Hi I am attaching the DDS log and the attach.zip file. Please have a look and advise. Thanks.

[Blade81]

Hi,

Log looks good but you've still got some Trend Micro signs there. You may try this tool to remove remnants.

[shankar]

Hi Blade,
Thanks a lot for helping me out of this. Once again thanks. Bye.

[Blade81]

Since this issue appears to be resolved ... this Topic has been closed. Glad I could help.

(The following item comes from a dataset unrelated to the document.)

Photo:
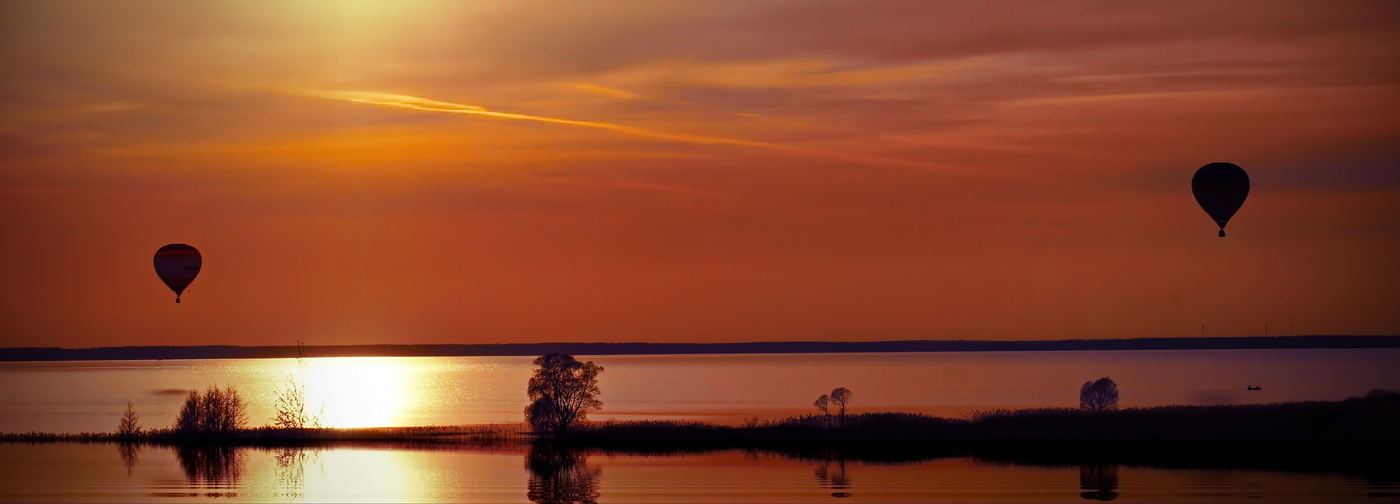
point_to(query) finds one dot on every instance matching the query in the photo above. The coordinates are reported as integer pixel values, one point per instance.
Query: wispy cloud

Note:If it has been three days or more since your last post, and the helper assisting you posted a response to that post to which you did not reply, your topic will not be reopened. At that point, if you still require help, please start a new topic and include a fresh DDS log and a link to your previous thread.

If it has been less than three days since your last response and you need the thread re-opened, please send me or other MOD a private message (pm). A valid, working link to the closed topic is required.